British expat pensioners in Europe have seen their monthly retirement slashed by an average of 8 per cent just since the beginning of the year.

For those who have decamped to Australia, another country popular with older Britons, the squeeze over the past years has been very sharp.

Expats who want certainty over their pension payments could set up a system to transfer their pension from the UK at a fixed rate each month.

An exchange rate can be agreed with a currency broker, which can be locked in for up to two years. “This makes perfect sense for those who think the exchange rate is going to fall and they are looking for certainty,” says David Johnson, director of Halo Financial, foreign currency specialists.

Those planning on retiring abroad permanently could also consider holding some of the pension investments in the currency of that country. “For example, those looking to retire in Europe may look to euro-denominated investment funds,” says Sarah Lord, managing director of Killik Chartered Financial Planners.

“Many traditional pension contracts will not provide this level of flexibility, only allowing investment in sterling-based funds. Some self invested personal pensions will allow other currency based investments to be held and therefore consideration should be given to this approach.”

Advisers say that qualifying recognised overseas pension schemes (Qrops), where the entire pension fund is shifted offshore, have also become increasingly popular for those looking to move abroad.

“Because they allow payouts to be made in various different currencies, the holder isn’t as exposed to the vagaries of the current markets,” notes Green.

Those drawing a state pension while abroad could elect for payments to be paid into a UK account instead of an overseas account, and then transfer funds to their country of residence at a time of their choosing.



The logos of TMX Group Inc. and London Stock Exchange Group Plc (LSE)

The recent softness of sterling has been a source of both anguish and delight to stockmarket pundits, who have issued reams of advice on how to either protect one’s gains or cash in on the new paradigm of a weak pound, writes Norma Cohen.

However, several analysts are taking a much more sober look at what the recent weakness means for UK investors. And the conclusion is that it does not mean all that much – after all, the decision to cut the UK’s AAA credit rating had little impact on bond markets and was followed by a rise in equities.

Trevor Greetham, head of asset allocation at Fidelity, pointed out that professional investors had been pricing in a downgrade for months. “Sometimes, the ratings agencies are best ignored,” he said.

Advisers note that weaker sterling will benefit those companies that export a lot, or that derive a significant portion of their sales outside Britain, particularly those that are growing in developing economies.

Currencies in emerging markets are likely to strengthen as the pound falls, boosting sterling profits. Unilever, for example, generates 55 per cent of sales from fast-growing emerging markets – it sells €1bn of Magnum ice cream in China every year. Many big mining and oil companies account and declare dividends in dollars, so a weaker pound boosts sterling dividends. Such companies also tend to be heavily represented in UK equity income funds.

Norman Villamin, chief investment officer at Coutts Europe, notes that equities listed in countries with falling currencies have been among the best performing of any this year.

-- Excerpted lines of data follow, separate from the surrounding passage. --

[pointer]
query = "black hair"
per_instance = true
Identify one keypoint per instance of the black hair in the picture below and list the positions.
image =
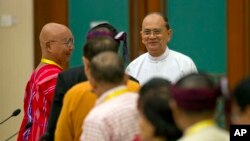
(107, 67)
(99, 44)
(165, 18)
(153, 102)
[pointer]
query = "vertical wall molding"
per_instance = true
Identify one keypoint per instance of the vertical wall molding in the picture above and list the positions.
(139, 9)
(238, 40)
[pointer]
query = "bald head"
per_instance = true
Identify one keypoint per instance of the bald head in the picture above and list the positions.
(52, 31)
(56, 41)
(158, 18)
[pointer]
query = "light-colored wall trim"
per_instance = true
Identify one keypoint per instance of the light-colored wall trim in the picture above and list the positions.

Swiss share prices rose by 9 per cent as the franc fell, while the Nikkei has rallied strongly in anticipation of a falling yen. A weaker currency makes UK shares (and real estate) cheaper for overseas investors.

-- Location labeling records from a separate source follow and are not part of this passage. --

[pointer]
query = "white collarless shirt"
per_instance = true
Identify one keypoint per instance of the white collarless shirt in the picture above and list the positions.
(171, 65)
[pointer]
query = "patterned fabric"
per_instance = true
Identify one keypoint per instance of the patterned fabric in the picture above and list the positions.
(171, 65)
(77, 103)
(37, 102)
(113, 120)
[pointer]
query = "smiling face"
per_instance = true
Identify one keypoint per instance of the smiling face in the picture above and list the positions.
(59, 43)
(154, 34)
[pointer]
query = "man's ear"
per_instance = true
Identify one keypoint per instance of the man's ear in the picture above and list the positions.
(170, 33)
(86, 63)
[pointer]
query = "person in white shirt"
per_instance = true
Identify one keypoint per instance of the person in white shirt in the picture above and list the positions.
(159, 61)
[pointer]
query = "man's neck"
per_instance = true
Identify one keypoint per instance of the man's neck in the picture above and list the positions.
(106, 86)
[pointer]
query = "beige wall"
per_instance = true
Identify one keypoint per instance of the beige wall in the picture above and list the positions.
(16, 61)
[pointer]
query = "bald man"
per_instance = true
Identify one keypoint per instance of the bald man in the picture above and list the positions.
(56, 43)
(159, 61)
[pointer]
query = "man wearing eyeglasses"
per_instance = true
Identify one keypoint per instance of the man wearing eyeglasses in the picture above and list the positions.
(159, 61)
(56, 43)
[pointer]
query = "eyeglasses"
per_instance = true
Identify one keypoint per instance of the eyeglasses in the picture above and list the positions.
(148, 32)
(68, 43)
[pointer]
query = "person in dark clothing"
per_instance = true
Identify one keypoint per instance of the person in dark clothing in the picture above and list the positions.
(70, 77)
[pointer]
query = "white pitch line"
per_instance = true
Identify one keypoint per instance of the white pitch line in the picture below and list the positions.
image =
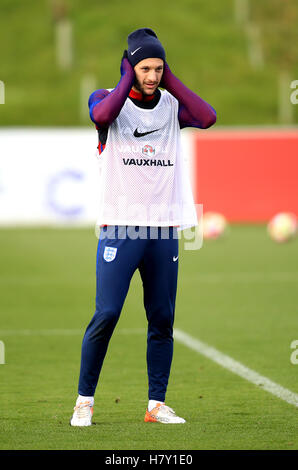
(63, 332)
(236, 367)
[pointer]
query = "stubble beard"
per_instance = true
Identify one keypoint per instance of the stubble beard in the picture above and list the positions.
(141, 89)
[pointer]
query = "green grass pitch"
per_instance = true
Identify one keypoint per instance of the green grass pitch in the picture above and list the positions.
(238, 294)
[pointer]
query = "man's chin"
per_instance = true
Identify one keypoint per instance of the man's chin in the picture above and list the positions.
(148, 90)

However, some have warned against making equity or fund investment decisions based on what is happening in the foreign exchange markets. Villami adds that it is only a matter of time before policymakers in other economies begin to pull on the same policy levers as the Bank of England – when they do, sterling’s recent losses could easily be reversed.

“As the headlines scream about markets nosediving and the pound plummeting, it’s important for investors to hold their nerve,” said Jason Hollands at Bestinvest. “It is easy to get distracted by the short term ‘white noise’ of the markets.”